Currently, the builtin str methods seem to consistently return an exact str object even in the cases where modification is not necessary. I wonder what rationale is there behind the difference, i.e, str.removeprefix() always returns a builtin str object while unicodedata.normalize() does not. Possibly, is this because one is a method and another is a function? (actually, some functions like abs() work like “methods” though). Or do you think builtin methods should apply the same optimization to subtypes of str as well? I’d like to know your thoughts.
Probably because they were written at different times by different authors with different priorities. str subclasses are already a pretty niche thing that most people don’t need, and the exact behavior of these methods matter even less most of the time.
The author of normalize decided that this optimization is worth it and/or is easy to implement, probably because for some categories of strings it is very free because the representation of the string immediately tells you if anything needs to be done (i.e. this is the case for pure ascii strings).
Not copying the string allows performing normalize in O(1) for a vast amount of strings by avoiding the O(n) copy operation.
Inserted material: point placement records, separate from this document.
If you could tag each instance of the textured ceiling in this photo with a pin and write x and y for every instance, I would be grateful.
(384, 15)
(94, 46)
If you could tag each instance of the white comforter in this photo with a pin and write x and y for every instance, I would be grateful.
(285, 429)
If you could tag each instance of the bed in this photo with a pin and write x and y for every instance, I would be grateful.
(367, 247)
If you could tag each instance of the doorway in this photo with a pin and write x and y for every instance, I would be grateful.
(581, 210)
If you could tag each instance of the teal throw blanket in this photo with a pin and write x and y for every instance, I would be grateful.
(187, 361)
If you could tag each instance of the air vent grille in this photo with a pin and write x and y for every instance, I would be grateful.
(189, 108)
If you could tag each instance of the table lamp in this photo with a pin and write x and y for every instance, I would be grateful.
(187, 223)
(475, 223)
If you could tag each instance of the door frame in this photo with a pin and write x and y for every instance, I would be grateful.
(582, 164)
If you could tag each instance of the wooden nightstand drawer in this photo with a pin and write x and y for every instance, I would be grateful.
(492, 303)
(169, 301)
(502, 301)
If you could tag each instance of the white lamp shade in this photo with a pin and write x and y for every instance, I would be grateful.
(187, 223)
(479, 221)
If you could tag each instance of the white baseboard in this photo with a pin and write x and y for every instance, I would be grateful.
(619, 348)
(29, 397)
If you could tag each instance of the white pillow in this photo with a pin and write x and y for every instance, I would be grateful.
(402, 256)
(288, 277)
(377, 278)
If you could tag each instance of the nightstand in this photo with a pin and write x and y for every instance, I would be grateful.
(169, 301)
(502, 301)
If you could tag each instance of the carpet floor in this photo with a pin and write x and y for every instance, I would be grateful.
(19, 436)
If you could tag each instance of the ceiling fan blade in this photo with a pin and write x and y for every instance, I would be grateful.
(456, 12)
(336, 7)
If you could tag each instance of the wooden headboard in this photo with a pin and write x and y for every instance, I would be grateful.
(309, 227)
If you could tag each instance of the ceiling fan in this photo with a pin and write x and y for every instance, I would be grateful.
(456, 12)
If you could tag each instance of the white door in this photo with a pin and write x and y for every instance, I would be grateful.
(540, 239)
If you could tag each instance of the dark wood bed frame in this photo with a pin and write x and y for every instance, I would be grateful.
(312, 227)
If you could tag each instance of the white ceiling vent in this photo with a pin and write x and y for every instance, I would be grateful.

I doubt changing the behavior of normaliuze is going to be popular unless you can provide really good arguments for it (“consistency” and abstract correctness are not going to be enough - you probably would need to show a decent amount of real world code that is actively broken with this being the central failure point).
Changing the behavior of str methods seems more possible to me IMHO, but would be a pretty large change that would probably require a PEP.
So the end result is: call str if you are working with mutable str subclasses and you need to make sure a value is actually immutable now.
I feel that it’s likely to be difficult than expected to reach a consensus on the desired behavor of functions involving str-subtypes. Perhaps, the problem is not limited to unicodedata.normalize().
As you noted, subtyping of the builtin str is relatively a niche thing, even though it’s definitely a part of Python and some features in the standard library (e.g. StrEnum) rely on it. Not many people would care about the actual behavior of str subtypes. I personally don’t want to use them especially since I know their inconsistency on some edge cases. The workaround you suggested, that is, to make sure that the object is converted to a genuine str object before or after the function call, makes sense.
Still, I think further discussion towards a unified principle on return types for functions involving str-subtypes (or subtypes of other builtin immutables) is needed even though it is minor.
Please open an issue. This is a bug. The type of the result should not depend on the value. Optimization (and this is metely an optimizatio) should not change the type of the result.
Agreed, but changing this now, 20 years after the function was added to Python is going to be difficult. I’d still suggest to open a ticket. Perhaps we can make this change by going through a deprecation period.
In general, object constructors and methods should only return self for strict instances of the types in question. The situation is a bit different for functions which work on objects. Functions may choose to apply the optimization or not, regardless, of whether they are dealing with strict instances of a type or subclasses.
In your case and for now, it may be better to use the str() wrapper, @Rosuav mentioned.